La performance sait s’écarter des oeillades folkloriques comme de l’imagerie-cliché. Son travail sur la pureté et l’intensité des gestes comme des situation force l’admiration et l’on comprend que le spectacle ait obtenu un « Benois » de la danse peu après sa création à Madrid, en 2016. Le résultat témoignait alors du renouveau de la Compagnie de Danse espagnole, sous l’impulsion de son directeur artistique José Martinez. Johan Inger a le sens du théâtre et de l’efficacité : il sait capter dans le drame de Carmen la force d’un manifeste qui dénonce in fine toutes les violences faites aux femmes. La vision est pertinente : elle voit en Carmen une victime, certes combative, mais bientôt soumise à son inéluctable mise à mort par un Don José macho. Et l’action est dans ce sens d’autant plus convaincante que la brutalité et la barbarie sous-jacentes induisent une chorégraphie plus que théâtrale, puissante, directe, essentiellement et viscéralement tragique.

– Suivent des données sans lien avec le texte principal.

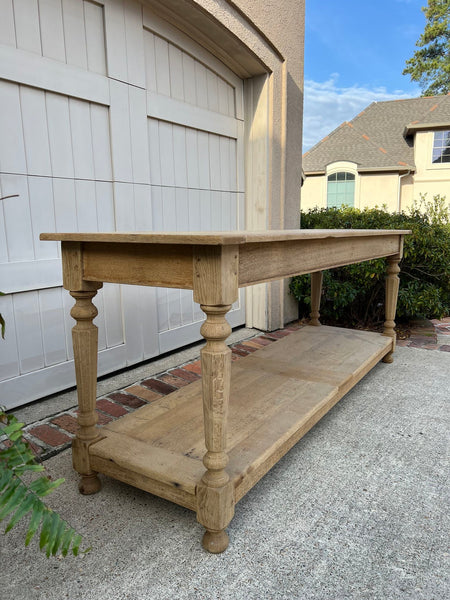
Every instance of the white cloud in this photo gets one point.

Les Ballets de Monte-Carlo
abordent la chorégraphie choc de John Inger : sous le regard de l’Enfant, Carmen en victime des violences conjugales…
C’est surtout en relisant Mérimée, que le chorégraphe met en lumière la ligne de force du texte originel qui sous tend toute l’action de son ballet : la violence des hommes contre les femmes. Ici, le personnage miroir de Micaëla dans l’opéra de Bizet… devient l’Enfant (El Niño), témoin des violences conjugales, celles de ses parents : une jeune fille assiste ainsi à la succession des tableaux avec d’autant plus d’effroi qu’elle est comme tous les enfants dans telle situation, un témoin impuissant, et donc une victime collatérale, réduite au silence (Ekaterina Mamrenko)…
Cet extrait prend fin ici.